Union of Working Peasants

The Union of Working Peasants was a local political organization that emerged from the rebellion in 1920. The organization was led by the former Social-Revolutionary politician Aleksandr Antonov. The goal of the organization was the 'overthrow of the government of Communist-Bolsheviks'.
In December 1920, the Union of Working Peasants released a manifesto, stating their intention to overthrow the Bolshevik government and their aims in doing so:

Recovery of documents

Some documents relating to the rebellion were found by the local ethnographer Boris Sennikov in 1982 while he was engaged in clearing sand from the altar of the Winter Church of the Kazan monastery. During the 1920s, the monastery had been requisitioned for use as the local Cheka headquarters and the church had served as the archive of the Tambov Military Commissariat.
In 1933, the local government decided to burn documents that could compromise the Soviet regime. However, during the process, the fire grew out of control and had to be extinguished by water and, crucially, sand. All documents in the archive were believed to be destroyed; as the church altar was not used by the archive, the surviving documents, covered by a layer of sand, had never been found.
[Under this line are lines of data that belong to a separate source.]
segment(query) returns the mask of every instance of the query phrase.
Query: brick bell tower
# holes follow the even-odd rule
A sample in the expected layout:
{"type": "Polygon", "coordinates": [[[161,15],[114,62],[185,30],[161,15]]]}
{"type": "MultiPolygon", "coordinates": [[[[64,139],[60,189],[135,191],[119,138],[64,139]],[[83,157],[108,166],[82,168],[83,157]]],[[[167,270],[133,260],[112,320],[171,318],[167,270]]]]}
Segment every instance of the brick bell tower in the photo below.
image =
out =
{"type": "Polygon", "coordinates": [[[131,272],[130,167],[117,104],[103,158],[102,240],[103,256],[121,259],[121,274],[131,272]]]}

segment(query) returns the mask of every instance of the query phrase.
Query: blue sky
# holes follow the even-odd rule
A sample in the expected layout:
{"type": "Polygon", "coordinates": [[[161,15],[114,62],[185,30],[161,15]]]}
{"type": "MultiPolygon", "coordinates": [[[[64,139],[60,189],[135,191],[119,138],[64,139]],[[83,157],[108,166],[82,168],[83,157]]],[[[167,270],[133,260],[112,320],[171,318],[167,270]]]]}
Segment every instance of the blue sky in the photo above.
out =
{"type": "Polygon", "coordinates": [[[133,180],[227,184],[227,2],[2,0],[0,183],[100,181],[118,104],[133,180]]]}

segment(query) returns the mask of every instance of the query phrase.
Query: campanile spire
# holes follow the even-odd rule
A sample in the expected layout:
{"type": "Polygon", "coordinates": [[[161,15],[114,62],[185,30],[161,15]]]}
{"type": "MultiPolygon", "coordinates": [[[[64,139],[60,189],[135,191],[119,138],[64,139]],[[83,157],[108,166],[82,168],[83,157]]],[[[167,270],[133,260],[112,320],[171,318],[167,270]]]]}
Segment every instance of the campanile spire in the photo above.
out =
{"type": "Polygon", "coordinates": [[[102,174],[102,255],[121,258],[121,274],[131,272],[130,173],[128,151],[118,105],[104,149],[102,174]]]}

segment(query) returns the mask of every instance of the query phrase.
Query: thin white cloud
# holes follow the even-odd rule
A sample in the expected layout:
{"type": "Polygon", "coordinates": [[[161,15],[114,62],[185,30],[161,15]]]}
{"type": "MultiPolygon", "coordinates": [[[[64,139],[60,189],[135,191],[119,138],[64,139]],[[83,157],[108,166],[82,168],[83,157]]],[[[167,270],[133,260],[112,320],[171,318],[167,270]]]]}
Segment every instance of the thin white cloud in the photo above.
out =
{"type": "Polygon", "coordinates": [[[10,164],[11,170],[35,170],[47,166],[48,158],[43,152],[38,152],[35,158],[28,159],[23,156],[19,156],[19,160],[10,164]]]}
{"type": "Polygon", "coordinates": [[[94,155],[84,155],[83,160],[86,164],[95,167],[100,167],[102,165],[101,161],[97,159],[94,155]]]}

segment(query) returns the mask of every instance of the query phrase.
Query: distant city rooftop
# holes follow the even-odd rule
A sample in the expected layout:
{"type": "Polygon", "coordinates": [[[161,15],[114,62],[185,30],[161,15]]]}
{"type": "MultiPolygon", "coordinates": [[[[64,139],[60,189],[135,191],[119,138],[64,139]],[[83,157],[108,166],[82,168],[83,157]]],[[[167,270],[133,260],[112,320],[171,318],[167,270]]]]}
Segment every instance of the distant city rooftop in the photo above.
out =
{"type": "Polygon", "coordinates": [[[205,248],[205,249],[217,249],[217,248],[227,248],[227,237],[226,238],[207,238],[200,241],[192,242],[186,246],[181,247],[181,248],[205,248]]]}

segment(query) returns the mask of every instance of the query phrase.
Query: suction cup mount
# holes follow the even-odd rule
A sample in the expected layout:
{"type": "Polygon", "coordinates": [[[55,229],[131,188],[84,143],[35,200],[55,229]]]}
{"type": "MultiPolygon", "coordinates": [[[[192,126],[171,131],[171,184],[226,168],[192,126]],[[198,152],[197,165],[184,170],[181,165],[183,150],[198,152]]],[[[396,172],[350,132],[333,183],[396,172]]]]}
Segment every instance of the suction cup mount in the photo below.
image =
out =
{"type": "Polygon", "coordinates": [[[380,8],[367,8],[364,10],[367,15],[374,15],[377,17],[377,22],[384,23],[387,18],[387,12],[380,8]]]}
In 1982, the local archive changed its address and the church became abandoned. When Sennikov found the documents, the Tambov department of KGB opened a criminal case against him. Later, the case was closed, but Sennikov lost his job.
In 2004, the publishing house Posev published the Sennikov archive as part of The Tambov Rebellion and the Liquidation of Russian Peasantry along with documents relating to the Governorate Military Commissariat. The documents also included Red Army orders issued during the rebellion, correspondence, reports of the use of chemical weapons against the peasant rebels, and documents of the Union of the Working Peasants.

In popular culture

  • Some scenes of the rebellion are depicted in 2011 movie Once Upon a Time There Lived a Simple Woman by Andrei Smirnov.
  • Apricot Jam and Other Stories by Aleksandr Solzhenitsyn. In a short story about Marshal Georgy Zhukov's futile attempts at writing his memoirs, the retired Marshal reminisces about being a young officer fighting against the Union of Working Peasants. He recalls Mikhail Tukhachevsky's arrival to take command of the campaign and his first address to his men. He announced that total war and scorched earth tactics are to be used against civilians who assist or even sympathize with the Union. Zhukov recalls how Tukhachevsky's tactics were adopted and succeeded in breaking the uprising. In the process, however, they virtually depopulated the surrounding countryside.